There is already growing recognition of the need to include natural capital in expenditure planning, with more and more companies in the sector integrating natural capital assessments into their decision-making to varying degrees. Natural capital is defined as the natural assets that provide vital services to humanity such as food, water and clean air. For the water industry, an example of natural capital is the recreational value provided by good bathing waters.
Last year the Natural Capital Coalition launched the Natural Capital Protocol, which provides a clear framework to help businesses across all sectors measure, manage and value their natural assets. For the water industry, the protocol provides a timely route map to expected future natural capital accounting, which should help companies inform their plans. Although a lot of organisations may measure natural capital at a site level, the next step is to develop and roll out this approach across entire operations. Companies that incorporate natural capital into their plans now could be at a competitive advantage given that investors are showing increasing interest in requiring this as part of assurance.

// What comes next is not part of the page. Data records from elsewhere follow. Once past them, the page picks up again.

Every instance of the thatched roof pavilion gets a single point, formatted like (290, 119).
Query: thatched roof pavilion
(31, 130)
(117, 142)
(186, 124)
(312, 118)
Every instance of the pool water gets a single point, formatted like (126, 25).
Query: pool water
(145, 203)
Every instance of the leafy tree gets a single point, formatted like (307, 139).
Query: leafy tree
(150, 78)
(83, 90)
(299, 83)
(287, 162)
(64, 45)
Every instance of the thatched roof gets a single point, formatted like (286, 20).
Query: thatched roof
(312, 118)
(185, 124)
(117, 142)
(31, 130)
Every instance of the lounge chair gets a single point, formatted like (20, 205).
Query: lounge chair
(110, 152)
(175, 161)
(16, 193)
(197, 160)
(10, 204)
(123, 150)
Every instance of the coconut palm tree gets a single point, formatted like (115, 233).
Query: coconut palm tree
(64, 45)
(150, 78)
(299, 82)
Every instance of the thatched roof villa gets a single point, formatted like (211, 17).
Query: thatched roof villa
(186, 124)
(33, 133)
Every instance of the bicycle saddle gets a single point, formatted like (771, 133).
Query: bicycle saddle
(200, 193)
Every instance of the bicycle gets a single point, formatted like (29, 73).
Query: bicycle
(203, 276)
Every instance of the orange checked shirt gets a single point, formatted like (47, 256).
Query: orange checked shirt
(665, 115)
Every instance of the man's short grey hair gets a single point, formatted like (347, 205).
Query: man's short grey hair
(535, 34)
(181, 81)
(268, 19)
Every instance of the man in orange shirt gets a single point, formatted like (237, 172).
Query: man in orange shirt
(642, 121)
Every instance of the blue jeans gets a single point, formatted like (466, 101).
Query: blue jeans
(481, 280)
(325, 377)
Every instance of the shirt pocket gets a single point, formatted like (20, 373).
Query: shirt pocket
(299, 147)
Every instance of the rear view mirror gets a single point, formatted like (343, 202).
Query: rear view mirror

Perhaps trickier to apply to business decision-making is social and human capital. Very few water companies yet take account of their investment programmes’ social and human impacts and look at how these capitals can be applied when managing assets. Similar to natural capital, human and social capital underpin people’s quality of life, providing benefits such as education, community cohesion and mental and physical wellbeing.
Social capital includes the trust that individuals, communities and businesses have in water companies to deliver a reliable supply of clean water and protect them from flooding, while human capital includes the skills, knowledge and experience that derive from, or contribute to, water sector employment opportunities.
Thinking beyond financial considerations to measure and value natural, social and human capital requires a long-term approach to investment planning. Water companies are planning for the next 25 years or more, so the investment decisions they make now must be resilient to any changes that could happen in the future. Take, for example, the installation of new sewers. While this approach brings immediate flood prevention benefits, an alternative might be to adopt water-sensitive urban design. Not only would these types of blue-green infrastructure provide habitat for biodiversity, but they could also lead to improvements in local air and water quality, as well as create green spaces that encourage local communities to exercise.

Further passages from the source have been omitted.